For decades, tax incentives helped promote the dream of homeownership. The path to owning a home typically came with a great deal of tax benefits, incentivizing families and individuals to make the leap from renters to owners. But passing the Tax Cuts and Jobs Act (TCJA) in late 2017 created a sweeping overhaul of the U.S. tax code and left many homeowners wondering, how does this affect me? Scroll down to see how the new tax law could affect you.
The standard deduction for both single individuals and married couples nearly doubles under the new tax law. Single homeowners now have a $12,000 standard deduction and joint-filing couples’ threshold is now $24,000.
Homeowners could previously take an unlimited deduction for their state and local taxes (SALT), including property taxes. The new tax law caps the SALT deduction at $10,000 for both single and joint-filing couples.
Under the new tax law, single homeowners will generally find it easier to get tax incentives for owning a home than married homeowners. This disadvantage is a byproduct from new changes to the law, especially the increase in the standard deduction for both single and married of homeowners.
The tax code is complex. But that doesn’t mean it should be difficult to understand how the new changes will affect you or your family. Choose an individual or family below that most closely matches your situation and find out what to expect when filing taxes in 2019.
The Allens are middle-class homeowners who live with their two kids in a single-family home. The Allens may receive an overall lower tax liability, but when it comes to owning their home, there won’t be much of a tax advantage from the new tax law.

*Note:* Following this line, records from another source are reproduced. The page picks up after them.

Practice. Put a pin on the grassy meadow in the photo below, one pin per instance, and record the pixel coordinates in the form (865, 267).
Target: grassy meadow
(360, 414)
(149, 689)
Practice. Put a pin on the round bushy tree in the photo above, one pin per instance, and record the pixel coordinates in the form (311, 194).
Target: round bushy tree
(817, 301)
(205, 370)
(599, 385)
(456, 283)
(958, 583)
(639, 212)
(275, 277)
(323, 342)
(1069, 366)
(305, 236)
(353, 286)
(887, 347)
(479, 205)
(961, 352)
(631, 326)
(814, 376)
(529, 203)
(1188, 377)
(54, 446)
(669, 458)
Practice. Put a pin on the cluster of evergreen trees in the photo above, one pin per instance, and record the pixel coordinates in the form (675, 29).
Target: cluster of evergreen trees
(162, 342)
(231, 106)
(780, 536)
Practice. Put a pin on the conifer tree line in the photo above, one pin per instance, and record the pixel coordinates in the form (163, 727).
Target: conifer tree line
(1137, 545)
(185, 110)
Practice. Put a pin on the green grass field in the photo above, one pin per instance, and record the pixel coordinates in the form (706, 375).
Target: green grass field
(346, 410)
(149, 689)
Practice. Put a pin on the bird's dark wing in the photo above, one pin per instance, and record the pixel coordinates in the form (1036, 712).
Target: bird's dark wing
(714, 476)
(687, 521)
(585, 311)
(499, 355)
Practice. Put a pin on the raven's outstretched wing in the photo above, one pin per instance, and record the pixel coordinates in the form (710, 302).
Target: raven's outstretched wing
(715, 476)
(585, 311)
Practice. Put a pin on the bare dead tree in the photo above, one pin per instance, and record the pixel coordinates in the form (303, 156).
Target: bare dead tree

Nisha Clark is a young, single homeowner who purchased her first home a few years ago. She will get some tax benefits from owning a home, but the new changes will likely cut her tax liability in half.
Samuel Bryant and Margaret Jones are unmarried partners but live together in a newly purchased condo. Their situation means they will each file their own tax returns as singles. The changes to the standard deduction limit make it more beneficial tax-wise for Samuel and Margaret to file as singles and reap more tax benefits from their homeownership.
The Peters are baby boomers who have owned their family home since 1996. Since they are close to paying off their mortgage, they have not been receiving as many tax benefits as newer homeowners. Their tax bill in 2019 won’t look much different under prior law.
Matthew Garcia is a millennial renter living in a fast-paced city. He wants to become a homeowner in the near future to make a big step in his future and build wealth. However, the tax incentives for owning a home that he could have received under the prior law are largely erased by the new tax law.